The cavalry turned a hard right onto a narrow avenue of apartments. Pedestrians scrambled out of the way of the horses trotting double file, and a few onlookers from above yelled at them to watch where they were going. It was the second northbound street they went on, and Sean still couldn’t be sure if they were nearing the princess. Captain Sutton’s constant demands for directions were getting annoying, but Sean tolerated them since he knew the captain was anxious about the princess’ safety. He wasn’t the only one.
As they grew close to a bakery with fresh tarts on display, Sean thought the stone’s light beam swiveled to the left. It wasn’t a quick change, but it was enough to encourage him. He ordered the men to make a sudden turn onto a crowded street where holiday revelers drank booze through their masks and played horseshoes and tests of strength.
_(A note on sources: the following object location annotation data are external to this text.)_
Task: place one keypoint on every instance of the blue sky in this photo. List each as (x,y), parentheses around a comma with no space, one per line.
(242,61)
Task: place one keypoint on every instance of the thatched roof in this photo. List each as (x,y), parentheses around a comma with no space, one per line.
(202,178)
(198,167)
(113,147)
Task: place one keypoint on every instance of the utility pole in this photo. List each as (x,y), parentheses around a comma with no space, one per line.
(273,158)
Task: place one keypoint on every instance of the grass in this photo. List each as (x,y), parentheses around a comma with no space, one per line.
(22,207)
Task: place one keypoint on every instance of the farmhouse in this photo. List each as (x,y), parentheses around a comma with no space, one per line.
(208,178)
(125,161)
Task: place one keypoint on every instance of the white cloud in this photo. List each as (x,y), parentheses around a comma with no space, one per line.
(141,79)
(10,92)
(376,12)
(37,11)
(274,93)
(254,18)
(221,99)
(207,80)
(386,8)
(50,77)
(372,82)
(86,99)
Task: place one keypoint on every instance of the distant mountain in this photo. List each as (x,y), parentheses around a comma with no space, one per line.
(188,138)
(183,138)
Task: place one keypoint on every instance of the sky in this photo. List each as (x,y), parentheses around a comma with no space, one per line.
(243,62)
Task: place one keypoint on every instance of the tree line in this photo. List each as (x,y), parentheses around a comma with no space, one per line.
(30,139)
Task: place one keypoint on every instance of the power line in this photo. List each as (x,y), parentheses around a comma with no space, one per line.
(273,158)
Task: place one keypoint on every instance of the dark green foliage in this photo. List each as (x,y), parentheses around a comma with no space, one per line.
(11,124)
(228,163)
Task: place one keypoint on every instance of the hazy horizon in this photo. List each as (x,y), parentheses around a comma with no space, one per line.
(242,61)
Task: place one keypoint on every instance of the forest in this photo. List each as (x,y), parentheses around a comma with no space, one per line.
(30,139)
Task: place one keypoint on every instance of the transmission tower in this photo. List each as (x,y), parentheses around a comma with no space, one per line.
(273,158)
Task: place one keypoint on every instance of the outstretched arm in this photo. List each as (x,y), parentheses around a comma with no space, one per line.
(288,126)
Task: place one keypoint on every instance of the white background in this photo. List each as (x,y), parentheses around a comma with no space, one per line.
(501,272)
Ordering the people to shoo and step aside earned the guards dirty looks and trash thrown their way, but they thankfully got through in a hurry.
Just when Sean chided himself for choosing a lousy route, the light beam made a hard right. The princess was on the next street over, which turned out to be a shopping avenue wide enough for the horses to spread out. Problem was, there were several carriages on either side and pedestrians who crossed with little regard for safety.
“She has to be in one of these vehicles,” Captain Sutton said. “Which one?”
“I can’t tell,” Sean replied, his eyes glued on the seeking stone. “Let’s keep going, I’ll find it!”
They prodded their steeds into a canter, consistently ordering people to stay out of their way. Sean’s gaze darted back and forth between the various carriages and the stone in his sweaty palm. There were as ma
ny as five carriages up ahead, and he couldn’t see which one the light beam honed in on. He didn’t want to point to the wrong one, because once one was targeted, it would be near impossible to get the guards to switch targets.
He waited until he passed a black carriage with gold stripes before he considered making a call. The light beam was hardly moving now, pointing to one of two vehicles that overlapped each other. He didn’t want to get close for fear of spooking the coachmen, but he would probably have to so he could determine which vehicle to pursue.
Fortunately, he had a stroke of luck. One of the carriages turned on another street, followed by the one behind it—and the light beam didn’t move until the second carriage did.
“It’s that one!” Sean cried. “The one that’s all black!”
“All right, we’ll ease up behind it,” the captain said, and ordered the men behind him to make the turn after the black carriage.
For a while, it seemed they could surround the carriage and force it to stop without much trouble. But then the two coachmen noticed they were being tailed and whipped their animals into a gallop, barely skirting the carriage in front of them. The captain whipped his reins and dug in his heels, and the entire team raced up the street with screaming pedestrians leaping out of the way. Sean barely had time to tuck the stone into a pocket before he kicked his horse into a run, falling behind the captain.
“Sean, do something!” the captain barked.